Seven years ago Thursday, Congress passed a statute in response to the horrible attacks of 9/11, inflicted on our nation the week before. That law became the basis for sweeping assertions of government power, including warrantless wiretapping, detentions in the continental United States and at Guantanamo Bay, targeted assassinations, extraordinary renditions, and coercive interrogations. Now, in the few days it has left, the Bush administration wants to expand this law. That would be a mistake.
We are not referring to the USA Patriot Act, passed in October 2001, which quickly became a proxy for the administration's civil-liberties controversies. (As Al Gore put it, "I believe that the Patriot Act … became a kind of Tonkin Gulf Resolution conferring Congress' blessing for this president's assault on civil liberties.") Instead, we write about the 2001 Authorization for Use of Military Force—viewed at the time simply as congressional approval for a military response in Afghanistan. While the Patriot Act comprises more than 100 sections and more than 50,000 words, the AUMF is just two short sections and a few dozen words.

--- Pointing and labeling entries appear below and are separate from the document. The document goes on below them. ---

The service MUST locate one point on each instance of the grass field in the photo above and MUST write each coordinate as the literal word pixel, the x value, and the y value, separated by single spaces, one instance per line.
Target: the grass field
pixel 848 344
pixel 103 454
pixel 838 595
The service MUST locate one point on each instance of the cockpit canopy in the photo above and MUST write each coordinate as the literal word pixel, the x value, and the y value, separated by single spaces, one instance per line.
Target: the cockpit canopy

Although you would not know it from comparing the public responses to these two laws, the Bush administration has depended on the AUMF, not the Patriot Act, to authorize its boldest practices. Now, President Bush and his supporters in Congress are seeking a new AUMF because even conservative judges on the federal courts have trimmed the exaggerated readings that the administration has given the 2001 law.
Why would the Bush administration seek to renew these powers as it exits office, with the possibility of a Democratic presidency a few months away? Two reasons. First, in light of the Supreme Court's decision last June in the latest Guantanamo case, Boumediene v. Bush, habeas petitions filed by the Guantanamo detainees are moving through the courts. And for the first time since detainees were brought to Guantanamo more than five years ago, the federal courts have undisputed authority to inquire into the government's legal authority to hold people—there are no more jurisdictional hurdles that the government can erect. That's reason for the administration to want to bolster its authority to hold some people who were either captured away from the battlefield or had little to do with 9/11. A second reason for the administration's interest may be its belief that grants of war powers to the president are a one-way ratchet: If Congress agrees now, it will be harder in future to dial back.
But reaffirming or expanding the AUMF would pose a number of dangers. The AUMF broadly states that the president may use "all necessary and appropriate force" to prevent future terrorist attacks. That breadth of language led the administration to claim the AUMF authorized a vast range of practices, such as warrantless wiretapping, that Congress never had any inkling of when it passed the law. Only some of those programs have come to light; we know little about what else lurks under the auspices of the AUMF.
The AUMF also has no time limit. The consequences are revealed in the administration's claims that it can detain an individual indefinitely in the war on terror, even after he has completely served the sentence imposed on him by a jury in a military tribunal. A law giving the president perpetual war powers is an anomaly in our constitutional system. Moreover, the AUMF gives Congress no ongoing oversight role in the war on terror. It does not mandate that the administration report to Congress on what it has done.